Oppenheimer is often quoted as saying that when scientists “see something that is technically sweet, [they] go ahead and do it.” In fact, Geoff Hinton, one of the winners of the 2024 Nobel prize in physics, has referenced this. This is not universally true. The preeminent woman physicist of the time, Lise Meitner, was asked to join the Manhattan project. Despite being Jewish and having narrowly escaped the Nazi occupation, she flatly refused, saying, “I will have nothing to do with a bomb!”
Rotblat, too, provides another model for how scientists can navigate the challenge of exercising talent without losing sight of values. After the war he returned to physics, focusing on medical uses of radiation. He also became a leader in the nuclear antiproliferation movement through the Pugwash Conferences on Science and World Affairs, a group that he co-founded in 1957. In 1995, he and his colleagues were recognized with a Nobel Peace Prize for this work.
Now, as then, there are thoughtful, grounded individuals who stand out in the development of AI. Taking a stance evocative of Rotblat, Ed Newton-Rex resigned last year from his position leading the music generation team at Stability AI, over the company’s insistence on creating generative AI models trained on copyrighted data without paying for that use. This year, Suchir Balaji resigned as a researcher at OpenAI over similar concerns.
In an echo of Meitner’s refusal to work on military applications of her discoveries, at a 2018 internal company town hall, Meredith Whittaker voiced worker concerns about Project Maven, a Department of Defense contract to develop AI to power military drone targeting and surveillance. Eventually, workers succeeded in pressuring Google, where 2024 Nobel physics prize laurate Demis Hassabis works, to drop the project.
There are many ways in which society influences how scientists work. A direct one is financial; collectively we choose what research to fund, and individually we choose which products coming out of that research we pay for.
An indirect but very effective one is prestige. Most scientists care about their legacy. When we look back on the nuclear era—when we choose, for instance, to make a movie about Oppenheimer, among other scientists of that age—we send a signal to scientists today about what we value. When the Nobel Prize Committees choose which people among those working on AI today to reward with Nobel Prizes, they set a powerful incentive for the AI researchers of today and tomorrow.

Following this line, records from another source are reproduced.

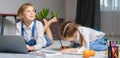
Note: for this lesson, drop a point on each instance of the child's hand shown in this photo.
(54, 19)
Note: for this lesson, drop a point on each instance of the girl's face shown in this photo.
(71, 38)
(28, 14)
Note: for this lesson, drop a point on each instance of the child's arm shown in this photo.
(68, 50)
(79, 49)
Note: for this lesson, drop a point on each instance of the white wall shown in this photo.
(71, 6)
(11, 6)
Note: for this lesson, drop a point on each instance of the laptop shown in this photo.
(12, 44)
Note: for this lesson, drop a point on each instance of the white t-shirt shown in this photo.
(38, 33)
(89, 34)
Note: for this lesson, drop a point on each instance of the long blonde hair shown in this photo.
(68, 29)
(23, 7)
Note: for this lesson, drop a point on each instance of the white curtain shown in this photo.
(110, 16)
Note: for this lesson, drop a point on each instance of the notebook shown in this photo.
(12, 44)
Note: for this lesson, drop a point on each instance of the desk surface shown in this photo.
(55, 47)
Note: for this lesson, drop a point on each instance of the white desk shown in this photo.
(55, 46)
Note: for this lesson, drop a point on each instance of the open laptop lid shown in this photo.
(12, 44)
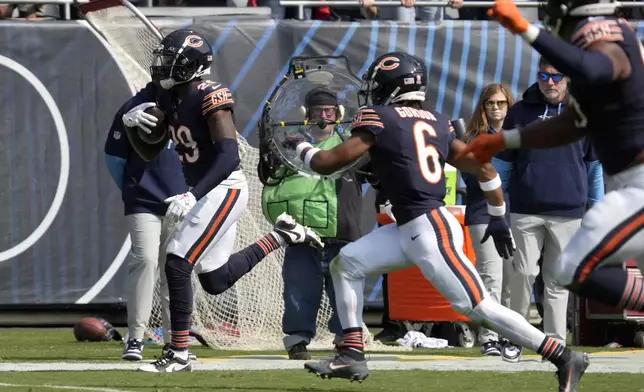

It is too late to change the events of the 20th century, but we can hope for better outcomes for AI. We can start by looking past those in machine learning focused on rapid development of capabilities, instead following the lead of those like Newton-Rex and Whittaker, who insist on engaging with the context of their work and who have the capacity not only to evaluate but also respond to changing circumstances. Paying attention to what scientists like them are saying will provide the best hope for positive scientific development, now and into the future.
As a society, we have the choice of whom to elevate, emulate and hold up as role models for the next generation. As the nuclear era teaches us, right now is the time to carefully evaluate what applications of scientific discovery, and whom among today’s scientists, reflect the values not of the world in which we currently live, but the one which we hope to inhabit.
This is an opinion and analysis article, and the views expressed by the author or authors are not necessarily those of Scientific American.